Certa: o corregedor deve intimar o juiz para justificar a demora e, se necessário, determinar a prática do ato em prazo legal, com remessa ao substituto se a inércia persistir.
Gabarito: E
O art. 235 do CPC trata da representação contra o juiz quando houver excesso injustificado de prazo. Aqui, a ideia central é simples: o prazo para sentenciar existe, e a demora pode ser provocada ao corregedor pelo interessado, para que a situação seja controlada pela corregedoria do tribunal.
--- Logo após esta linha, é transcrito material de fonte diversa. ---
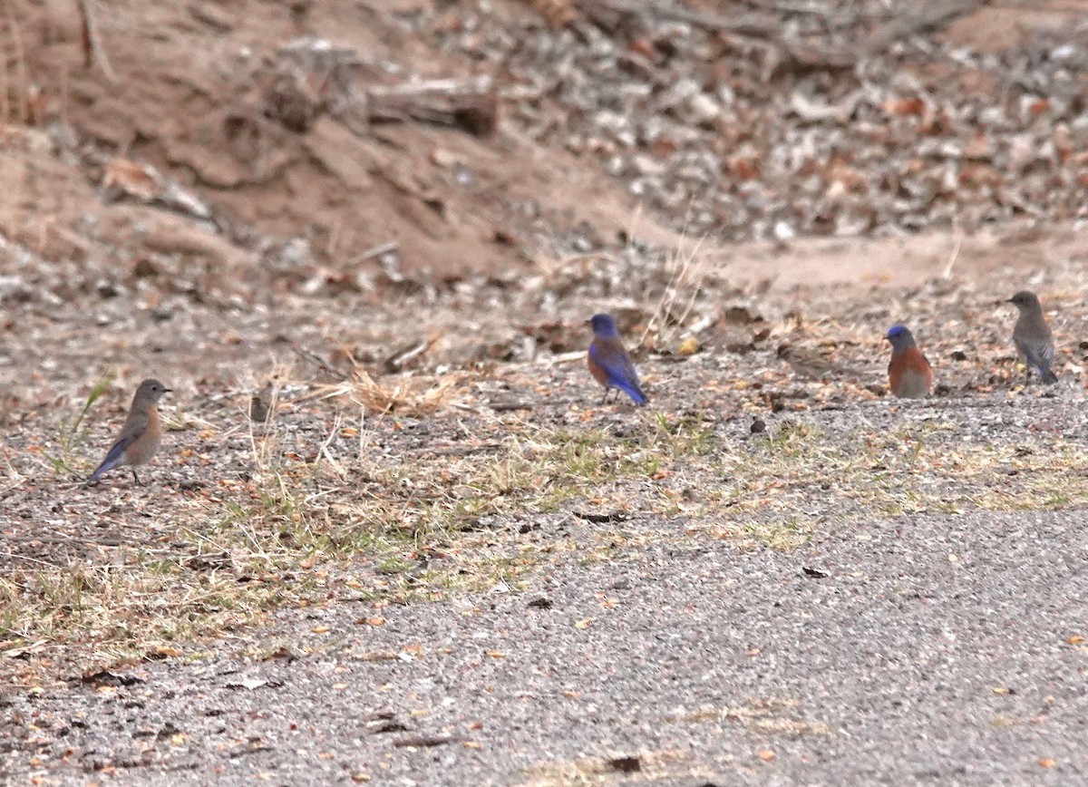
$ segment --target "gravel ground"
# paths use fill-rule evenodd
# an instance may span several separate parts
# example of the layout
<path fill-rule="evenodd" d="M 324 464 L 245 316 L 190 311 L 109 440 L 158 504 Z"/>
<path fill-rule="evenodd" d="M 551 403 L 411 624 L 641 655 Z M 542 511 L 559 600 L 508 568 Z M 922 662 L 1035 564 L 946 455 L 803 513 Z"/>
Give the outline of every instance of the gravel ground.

Nos termos do CPC, o juiz representado é intimado para apresentar justificativa no prazo legal; depois disso, se a justificativa não convencer, o corregedor determina que o juiz pratique o ato em prazo certo, normalmente de 10 dias, conforme o caso. A questão mistura isso com os prazos do art. 226 do CPC, que fixa o prazo de 30 dias para proferir sentença, e com o art. 227, que prevê consequência administrativa para a demora. Em regra, a representação não é arquivada só porque foi feita pela parte: o autor da ação tem legitimidade para provocar a corregedoria quando o processo está parado além do razoável. Por isso, o gabarito é a letra E: primeiro o juiz deve ser chamado para justificar a demora. Se a justificativa não vier, ou vier sem convencer, a corregedoria pode determinar a prática do ato em 10 dias. Persistindo a inércia, o processo é encaminhado ao substituto legal do magistrado, para evitar que a morosidade fique sem resposta. É a lógica do CPC: prazo judicial não é enfeite de calendário. Em suma, a resposta correta reproduz a sequência legal da representação por excesso de prazo: justificativa do juiz, ordem para praticar o ato e, se necessário, remessa ao substituto legal. É um mecanismo de controle administrativo e disciplinar, sem transformar o corregedor em julgador do mérito da sentença.